Lucinha teria chamado miliciano para encontro em seu gabinete — Foto: Reprodução
Lucinha teria chamado miliciano para encontro em seu gabinete — Foto: Reprodução

Segundos depois, a conversas interceptadas mostram que Domício Barbosa encaminha o a confirmação do encontro a Andrei Santos de Melo, que segundo as investigações era o braço-direito e o “mensageiro” de Zinho.

Em outubro de 2021, segundo a denúncia do Ministério Público, Domício e Andrei volta a conversar sobre a Alerj. O “mensageiro” de Zinho pede que Dom entre em contato com Lucinha para ela alinhar com “André”. Ele ainda comemora: “Estamos no caminho certo, graças a Deus”.

COnversa entre Domício e Andrei — Foto: Reprodução
COnversa entre Domício e Andrei — Foto: Reprodução

Em nota, o ex-presidente da Alerj André Ceciliano diz “que jamais tomou conhecimento da atuação da deputada Lucinha em prol da milícia e nem recebeu dela qualquer pedido para atuar em interesse desse grupo, com quem jamais se reuniu”.

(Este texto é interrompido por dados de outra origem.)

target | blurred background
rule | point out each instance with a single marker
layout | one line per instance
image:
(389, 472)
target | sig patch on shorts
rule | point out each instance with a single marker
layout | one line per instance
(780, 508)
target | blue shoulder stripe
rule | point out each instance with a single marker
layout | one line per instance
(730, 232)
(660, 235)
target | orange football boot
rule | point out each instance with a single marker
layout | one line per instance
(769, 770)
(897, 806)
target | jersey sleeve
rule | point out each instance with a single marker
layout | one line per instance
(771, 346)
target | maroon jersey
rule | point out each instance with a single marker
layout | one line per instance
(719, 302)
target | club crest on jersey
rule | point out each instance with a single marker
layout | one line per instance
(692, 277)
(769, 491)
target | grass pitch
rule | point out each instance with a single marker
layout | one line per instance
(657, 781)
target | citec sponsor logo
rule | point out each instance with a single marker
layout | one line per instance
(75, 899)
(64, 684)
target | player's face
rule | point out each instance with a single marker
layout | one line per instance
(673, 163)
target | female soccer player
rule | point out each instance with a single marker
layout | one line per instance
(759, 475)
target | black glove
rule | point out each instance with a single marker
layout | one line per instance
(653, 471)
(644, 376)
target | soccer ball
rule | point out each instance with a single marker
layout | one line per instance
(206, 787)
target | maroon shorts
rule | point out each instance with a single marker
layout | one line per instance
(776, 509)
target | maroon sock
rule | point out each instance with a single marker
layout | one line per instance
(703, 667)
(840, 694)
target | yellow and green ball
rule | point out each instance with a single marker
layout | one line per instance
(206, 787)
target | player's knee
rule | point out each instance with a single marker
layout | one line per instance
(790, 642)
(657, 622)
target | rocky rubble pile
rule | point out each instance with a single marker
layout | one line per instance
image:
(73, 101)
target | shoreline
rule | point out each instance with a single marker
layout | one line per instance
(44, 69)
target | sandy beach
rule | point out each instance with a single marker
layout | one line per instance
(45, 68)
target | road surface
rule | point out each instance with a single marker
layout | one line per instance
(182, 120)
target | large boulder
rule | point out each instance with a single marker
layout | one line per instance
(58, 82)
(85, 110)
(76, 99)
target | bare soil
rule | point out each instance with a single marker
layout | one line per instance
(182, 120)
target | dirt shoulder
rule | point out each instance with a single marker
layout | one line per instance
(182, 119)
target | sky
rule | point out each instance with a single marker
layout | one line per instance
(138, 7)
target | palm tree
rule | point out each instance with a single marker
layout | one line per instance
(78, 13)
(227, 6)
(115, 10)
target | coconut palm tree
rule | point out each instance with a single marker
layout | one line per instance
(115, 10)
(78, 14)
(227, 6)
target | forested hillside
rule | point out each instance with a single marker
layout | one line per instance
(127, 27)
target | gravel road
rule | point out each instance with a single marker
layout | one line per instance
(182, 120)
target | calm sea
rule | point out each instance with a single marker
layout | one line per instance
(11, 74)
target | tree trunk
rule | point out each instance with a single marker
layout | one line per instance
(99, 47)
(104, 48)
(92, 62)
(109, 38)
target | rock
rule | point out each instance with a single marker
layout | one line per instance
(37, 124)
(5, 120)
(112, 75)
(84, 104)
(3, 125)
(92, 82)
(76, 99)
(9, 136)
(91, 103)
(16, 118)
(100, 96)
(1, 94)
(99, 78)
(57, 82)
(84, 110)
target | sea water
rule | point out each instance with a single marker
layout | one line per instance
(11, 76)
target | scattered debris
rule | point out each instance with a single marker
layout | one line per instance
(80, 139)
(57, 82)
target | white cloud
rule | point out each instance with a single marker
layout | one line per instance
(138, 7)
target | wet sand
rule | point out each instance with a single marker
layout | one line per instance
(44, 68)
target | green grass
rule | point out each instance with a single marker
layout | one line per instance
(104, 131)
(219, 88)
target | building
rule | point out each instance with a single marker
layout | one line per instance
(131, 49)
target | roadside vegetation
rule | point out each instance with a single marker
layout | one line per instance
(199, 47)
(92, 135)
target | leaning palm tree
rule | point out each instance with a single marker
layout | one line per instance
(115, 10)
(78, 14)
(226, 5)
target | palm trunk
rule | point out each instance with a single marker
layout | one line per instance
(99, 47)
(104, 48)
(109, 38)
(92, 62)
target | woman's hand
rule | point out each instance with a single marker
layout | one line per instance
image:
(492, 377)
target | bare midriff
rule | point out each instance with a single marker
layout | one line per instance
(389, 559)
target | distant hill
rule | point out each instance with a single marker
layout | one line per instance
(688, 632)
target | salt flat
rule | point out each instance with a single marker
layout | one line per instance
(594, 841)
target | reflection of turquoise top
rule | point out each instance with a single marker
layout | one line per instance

Conselho de ética arquiva denúncia

O Conselho de Ética da Assembleia Legislativa do Rio (Alerj) decidiu, nesta quinta-feira, arquivar o processo de quebra do decoro parlamentar contra a deputada Lucinha. Conforme adiantou O GLOBO, parte dos deputados entende que ainda não há indícios e provas suficientes para seguir com o processo que poderia terminar com a cassação da parlamentar.

Em nota, a deputada afirmou que “a denúncia é claramente uma perseguição política. As acusações são completamente infundadas e minha inocência será devidamente comprovada nos autos. Assim como demonstramos no Conselho de Ética a minha inocência, também provaremos na Justiça que as denúncias são absurdas e improcedentes”.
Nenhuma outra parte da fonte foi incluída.